What if God is calling Adam and Eve back to themselves? What if the question is more for Adam and Eve’s benefit than God’s? And what if it’s the kind of question we are to ponder and follow rather than answer? “Where are you?”
That’s what I want us to do. I want us to follow and ponder that question in three ways.
Where are you in your life today?
Here’s the first way. Where are you? Where are you in your life today? What’s it look like? What’s going on?
Where are you in your life of prayer and spirituality? Where are you in your friendships and relationships, in your marriage, parenting? Where are you in your work? Where are you in those things that have left you brokenhearted and grieving? Where are you in those things you regret and wish you hadn’t said or done, in your disappointments, failures? Where are you in your joys and thanksgivings?
That question – Where are you? – is the invitation to be self-reflective, to look at your life, to observe what’s going on. But don’t take the next step and turn it into a conclusion or a judgment. It’s just information. It’s about honestly looking at ourselves and saying, “This is where I am.” And maybe it’s also saying, “And this is where I’d like to be,” or “This is where I am not,” or “This is where I never want to go again.” “Where are you?” asks us to simply notice what’s going on, for better or worse.
I wonder what you see when you follow and ponder that question, “Where are you in your life today?”
Where are you hiding today?
Here’s the second way I want to think about that question. Where are you hiding today? What parts of your life are you hiding and why are you hiding? In what ways do you hide? Do you hide through busyness, work, taking care of the kids, distractions, the things that get you high – shopping, alcohol, drugs, sex, the internet?

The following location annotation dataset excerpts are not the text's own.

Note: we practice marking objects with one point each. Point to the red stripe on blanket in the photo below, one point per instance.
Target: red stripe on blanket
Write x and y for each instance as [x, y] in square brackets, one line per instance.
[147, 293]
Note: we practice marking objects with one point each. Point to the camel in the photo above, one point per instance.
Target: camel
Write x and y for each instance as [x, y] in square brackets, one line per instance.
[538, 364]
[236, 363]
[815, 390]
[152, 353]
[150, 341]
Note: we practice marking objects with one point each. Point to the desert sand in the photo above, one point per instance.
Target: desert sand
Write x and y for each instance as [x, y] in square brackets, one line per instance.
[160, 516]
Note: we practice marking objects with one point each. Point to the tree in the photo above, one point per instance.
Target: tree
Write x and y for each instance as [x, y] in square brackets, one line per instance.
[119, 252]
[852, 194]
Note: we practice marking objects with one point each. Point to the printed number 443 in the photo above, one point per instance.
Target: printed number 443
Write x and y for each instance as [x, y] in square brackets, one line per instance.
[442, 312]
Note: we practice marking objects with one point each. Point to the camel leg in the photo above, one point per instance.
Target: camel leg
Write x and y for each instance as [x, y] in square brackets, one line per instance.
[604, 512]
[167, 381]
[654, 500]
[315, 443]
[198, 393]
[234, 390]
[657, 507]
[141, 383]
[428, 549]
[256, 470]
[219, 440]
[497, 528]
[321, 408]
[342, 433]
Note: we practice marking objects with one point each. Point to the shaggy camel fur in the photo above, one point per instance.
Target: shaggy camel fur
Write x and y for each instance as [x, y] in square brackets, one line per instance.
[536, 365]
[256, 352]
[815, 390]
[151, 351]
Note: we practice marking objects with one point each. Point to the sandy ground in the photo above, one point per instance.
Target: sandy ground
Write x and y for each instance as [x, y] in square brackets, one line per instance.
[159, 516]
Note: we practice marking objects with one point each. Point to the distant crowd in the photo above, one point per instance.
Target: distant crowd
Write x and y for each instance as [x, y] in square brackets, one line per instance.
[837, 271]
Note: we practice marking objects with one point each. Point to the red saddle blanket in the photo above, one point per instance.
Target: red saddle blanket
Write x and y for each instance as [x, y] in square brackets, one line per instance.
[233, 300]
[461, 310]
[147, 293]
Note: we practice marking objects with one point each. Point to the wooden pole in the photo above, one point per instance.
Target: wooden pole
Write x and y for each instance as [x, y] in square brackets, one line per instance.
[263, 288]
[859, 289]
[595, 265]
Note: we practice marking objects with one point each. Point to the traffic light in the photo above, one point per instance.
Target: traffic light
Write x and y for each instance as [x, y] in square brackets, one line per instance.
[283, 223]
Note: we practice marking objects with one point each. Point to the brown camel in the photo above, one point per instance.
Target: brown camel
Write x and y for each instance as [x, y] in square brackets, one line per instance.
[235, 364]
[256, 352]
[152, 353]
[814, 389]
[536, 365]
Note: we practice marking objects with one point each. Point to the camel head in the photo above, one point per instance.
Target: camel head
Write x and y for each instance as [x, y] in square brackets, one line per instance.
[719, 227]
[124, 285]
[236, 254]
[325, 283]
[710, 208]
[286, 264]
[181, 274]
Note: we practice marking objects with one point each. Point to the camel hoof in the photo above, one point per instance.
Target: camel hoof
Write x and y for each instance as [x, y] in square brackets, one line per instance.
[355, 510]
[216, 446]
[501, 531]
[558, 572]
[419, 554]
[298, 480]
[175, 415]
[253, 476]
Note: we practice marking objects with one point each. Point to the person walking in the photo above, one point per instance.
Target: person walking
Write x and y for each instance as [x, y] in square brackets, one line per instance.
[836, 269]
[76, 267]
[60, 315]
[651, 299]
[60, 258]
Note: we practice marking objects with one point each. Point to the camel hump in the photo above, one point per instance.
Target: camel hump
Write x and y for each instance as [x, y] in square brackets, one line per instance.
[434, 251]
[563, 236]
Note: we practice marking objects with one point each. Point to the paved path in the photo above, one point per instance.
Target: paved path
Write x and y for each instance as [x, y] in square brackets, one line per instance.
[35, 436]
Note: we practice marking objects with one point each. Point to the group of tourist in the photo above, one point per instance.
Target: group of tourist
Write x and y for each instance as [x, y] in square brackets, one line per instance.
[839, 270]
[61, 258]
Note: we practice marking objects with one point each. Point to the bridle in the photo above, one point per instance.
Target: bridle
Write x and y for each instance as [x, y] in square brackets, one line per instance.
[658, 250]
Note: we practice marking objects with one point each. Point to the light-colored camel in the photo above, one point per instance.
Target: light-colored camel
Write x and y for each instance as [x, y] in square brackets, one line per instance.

Do you hide in your preoccupations, dreams and fantasies. Do you hide because you are afraid, embarrassed, because you feel some guilt or shame? Are you hiding from the hard decisions in life you just don’t want to deal with or from those difficult relationships and circumstances you just don’t know how to deal with? Are you hiding from your past or maybe your future?
That’s where Adam and Eve are today. They are naked and afraid. They are hiding among the trees of the garden. They’re trying to protect themselves, eliminate vulnerability and risk. They’re trying to cover up in such a way that they won’t be seen or noticed.
They think they are hiding from God but my experience of hiding, and maybe this is true for you too, is that I’m not really hiding from God or other people. I’m hiding from myself. Every time I hide from myself I live, to use an image from today’s gospel (Mark 3:20-35), as a divided house. The house of my life is divided. I live with a part of me here and a part of me there, but there’s not the whole of me anywhere.
I wonder what hiding looks like in your life today. And, once again, as you ponder that don’t make it a conclusion or a judgment. It’s just information. Let it inform you, offer you new opportunities and possibilities. Let it teach and guide you.
Olly olly oxen free
Here’s the third way I want to think about that question. It’s a theological term that you already know. You probably first learned it in your childhood. Olly olly oxen free. It really is theological. Olly olly oxen free.
Regardless of who you are, what you’ve done or left undone, what has or has not happened in your life; regardless of what you are hiding, where you are hiding, or why you are hiding – “Where are you?” Olly olly oxen free!
It’s the promise that you can come out and you’ll be safe. You won’t lose the game. It’s going to be ok.
What would it mean and take for you to come out today, to no longer hide? It’s not about coming out and hanging your head in shame, or making excuses, or worrying about what will happen. But just to come out, to be more authentically yourself, to be more fully alive, to trust that it really is ok and so are you.
And God called to God’s people, “Where are you? Olly olly oxen free. Olly olly oxen free.”